Kreuze am Ortseingang von Lakoma erinnern an die abgebaggerten Lausitzdörfer

Die Lausitz war das Energiegewinnungszentrum der DDR und gewinnt gegenwärtig die frühere, überregionale Bedeutung als Energielieferant zurück. Zum einen geschieht dies durch Errichtung von Windkraftanlagen, durch Solarkraft als auch durch die Nutzung des Lausitzer Braunkohlenvorrates entlang des Lausitzer Grenzwalls. Der Tagebau Reichwalde wurde im Jahr 2010 wieder in Betrieb genommen. Die Tagebaurestlöcher werden in der Regel mit Wasser aufgefüllt womit die Seenplatte Lausitzer Seenland entsteht. Dem Braunkohletagebau mussten in den vergangenen 100 Jahren, vor allem aber nach 1950 fast 26.000 Menschen und dutzende Orte weichen.
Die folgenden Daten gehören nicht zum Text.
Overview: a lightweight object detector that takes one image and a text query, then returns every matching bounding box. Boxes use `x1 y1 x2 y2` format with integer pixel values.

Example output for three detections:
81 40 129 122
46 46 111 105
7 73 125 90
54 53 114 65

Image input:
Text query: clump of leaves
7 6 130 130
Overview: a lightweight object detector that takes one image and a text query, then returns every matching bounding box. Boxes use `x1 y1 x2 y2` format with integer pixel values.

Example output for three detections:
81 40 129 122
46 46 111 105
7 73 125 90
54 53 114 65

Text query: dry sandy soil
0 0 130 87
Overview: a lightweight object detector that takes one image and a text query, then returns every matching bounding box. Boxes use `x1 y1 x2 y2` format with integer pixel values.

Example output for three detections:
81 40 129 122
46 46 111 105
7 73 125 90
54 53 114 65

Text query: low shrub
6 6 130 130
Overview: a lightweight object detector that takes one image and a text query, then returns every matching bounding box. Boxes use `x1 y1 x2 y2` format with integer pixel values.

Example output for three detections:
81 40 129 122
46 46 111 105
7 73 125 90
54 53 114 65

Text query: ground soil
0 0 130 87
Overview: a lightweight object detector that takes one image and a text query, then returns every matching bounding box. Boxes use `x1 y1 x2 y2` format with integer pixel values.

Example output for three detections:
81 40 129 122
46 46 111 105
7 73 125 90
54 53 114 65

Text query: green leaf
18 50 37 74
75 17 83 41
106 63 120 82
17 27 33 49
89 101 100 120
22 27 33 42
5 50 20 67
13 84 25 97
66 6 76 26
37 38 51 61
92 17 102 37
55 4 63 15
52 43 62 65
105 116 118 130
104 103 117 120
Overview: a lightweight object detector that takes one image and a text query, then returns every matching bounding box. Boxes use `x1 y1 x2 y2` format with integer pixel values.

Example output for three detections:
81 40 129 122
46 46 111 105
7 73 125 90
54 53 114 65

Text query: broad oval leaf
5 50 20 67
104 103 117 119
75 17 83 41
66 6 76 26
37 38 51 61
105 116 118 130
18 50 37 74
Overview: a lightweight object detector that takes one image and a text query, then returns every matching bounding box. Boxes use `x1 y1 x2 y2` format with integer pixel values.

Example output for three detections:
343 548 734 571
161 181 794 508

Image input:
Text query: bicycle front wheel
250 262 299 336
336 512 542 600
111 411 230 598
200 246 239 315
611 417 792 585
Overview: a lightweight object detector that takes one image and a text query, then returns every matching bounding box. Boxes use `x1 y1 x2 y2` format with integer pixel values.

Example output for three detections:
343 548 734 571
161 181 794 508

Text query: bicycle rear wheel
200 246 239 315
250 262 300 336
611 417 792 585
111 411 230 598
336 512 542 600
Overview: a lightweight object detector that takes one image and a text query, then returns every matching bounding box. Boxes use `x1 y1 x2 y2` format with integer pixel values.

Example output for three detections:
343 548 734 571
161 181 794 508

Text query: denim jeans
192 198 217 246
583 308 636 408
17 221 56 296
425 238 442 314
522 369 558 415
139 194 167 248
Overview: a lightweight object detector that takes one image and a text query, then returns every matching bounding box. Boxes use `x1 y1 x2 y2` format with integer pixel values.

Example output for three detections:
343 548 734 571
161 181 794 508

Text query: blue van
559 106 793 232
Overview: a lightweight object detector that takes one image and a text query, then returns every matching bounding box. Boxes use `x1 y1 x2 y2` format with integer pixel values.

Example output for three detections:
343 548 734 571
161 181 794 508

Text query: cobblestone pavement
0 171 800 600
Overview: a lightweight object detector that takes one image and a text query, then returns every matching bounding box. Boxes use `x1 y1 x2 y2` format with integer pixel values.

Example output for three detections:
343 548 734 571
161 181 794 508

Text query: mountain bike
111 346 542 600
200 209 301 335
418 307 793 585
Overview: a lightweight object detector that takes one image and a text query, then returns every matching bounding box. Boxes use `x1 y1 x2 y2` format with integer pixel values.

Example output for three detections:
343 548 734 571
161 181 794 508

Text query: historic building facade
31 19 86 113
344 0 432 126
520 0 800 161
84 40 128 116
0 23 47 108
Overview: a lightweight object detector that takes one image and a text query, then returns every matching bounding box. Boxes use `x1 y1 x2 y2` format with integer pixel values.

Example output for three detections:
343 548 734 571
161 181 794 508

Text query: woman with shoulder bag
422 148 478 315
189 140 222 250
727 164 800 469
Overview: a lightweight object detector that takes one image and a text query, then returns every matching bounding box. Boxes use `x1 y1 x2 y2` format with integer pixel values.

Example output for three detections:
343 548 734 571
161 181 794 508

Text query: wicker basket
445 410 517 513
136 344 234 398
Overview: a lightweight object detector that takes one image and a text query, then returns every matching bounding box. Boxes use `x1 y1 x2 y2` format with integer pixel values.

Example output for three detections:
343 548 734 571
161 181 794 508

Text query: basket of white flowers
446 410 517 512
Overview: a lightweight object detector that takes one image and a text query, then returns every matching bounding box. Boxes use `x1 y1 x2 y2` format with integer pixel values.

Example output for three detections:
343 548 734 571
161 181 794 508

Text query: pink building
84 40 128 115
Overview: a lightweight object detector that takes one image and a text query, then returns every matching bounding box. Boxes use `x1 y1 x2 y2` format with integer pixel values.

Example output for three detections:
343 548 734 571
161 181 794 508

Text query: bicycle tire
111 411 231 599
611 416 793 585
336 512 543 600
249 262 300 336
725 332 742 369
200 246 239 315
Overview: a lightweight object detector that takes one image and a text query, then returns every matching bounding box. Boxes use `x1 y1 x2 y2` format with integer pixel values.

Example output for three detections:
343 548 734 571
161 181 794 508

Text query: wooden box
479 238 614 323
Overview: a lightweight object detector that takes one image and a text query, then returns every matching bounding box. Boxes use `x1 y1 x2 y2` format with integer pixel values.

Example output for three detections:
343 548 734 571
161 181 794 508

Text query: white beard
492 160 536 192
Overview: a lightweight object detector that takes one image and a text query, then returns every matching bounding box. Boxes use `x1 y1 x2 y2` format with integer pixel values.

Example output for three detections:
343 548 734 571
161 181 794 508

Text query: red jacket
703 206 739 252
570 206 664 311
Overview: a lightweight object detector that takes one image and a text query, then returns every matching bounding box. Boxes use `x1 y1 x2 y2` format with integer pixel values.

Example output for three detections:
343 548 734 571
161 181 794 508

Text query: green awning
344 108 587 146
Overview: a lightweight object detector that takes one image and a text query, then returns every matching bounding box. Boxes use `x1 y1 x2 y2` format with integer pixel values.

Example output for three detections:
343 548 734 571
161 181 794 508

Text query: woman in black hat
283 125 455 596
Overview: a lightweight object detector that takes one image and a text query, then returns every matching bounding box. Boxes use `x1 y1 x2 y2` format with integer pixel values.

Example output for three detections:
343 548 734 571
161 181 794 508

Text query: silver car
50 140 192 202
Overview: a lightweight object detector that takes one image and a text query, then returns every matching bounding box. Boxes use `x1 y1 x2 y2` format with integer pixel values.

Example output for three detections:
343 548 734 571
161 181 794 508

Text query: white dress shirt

Unmittelbar nach der politischen Wende in der DDR kam noch einmal bei einigen wenigen Wirrköpfen der Gedanke auf, einen eigenen sorbischen Freistaat mit Bautzen als Hauptstadt ins Leben zu rufen. Allerdings machte die Absurdität des Gedanken der Sache schon nach wenigen Tagen ein radikales Ende, zumal dann auch noch in Thüringen ähnlichen sinnfreie Ambitionen zur Kleinstaaterei aufkamen und weil es schier unmöglich war Millionen deutschsprachige Einwohner in einem solchen sorbischen Nationalstaat mit der Amtssprache Sorbisch etwa der Tschechoslowakei anzugliedern oder diese etwa nach "Rest"-Sachsen ins Deutsche umzusiedeln. Diese Gedanken, waren so unsinnig, dass sie bei der Masse der Bevölkerung eher zur Belustigung führten als zu ernsthaften Überlegungen. Zumindest wurden ja dann Sachsen und Thüringen Freistaat, was dem Ego der Bewohner dieser Bundesländer wohl am ehesten schmeichelte. Die Bayern haben es uns ja vorgemacht, sei es mit einem eigenen Roten Kreuz oder mit einer Botschaft in Berlin. Der Eiserne Kanzler Bismarck würde die Kerle, die sich das damals ausgedacht haben, sicherlich mindestens symbolisch durchprügeln, wenn er aus seiner Gruft heraus kommen könnte, hatte er die Kleinstaaterei in Deutschland doch erst beseitigt.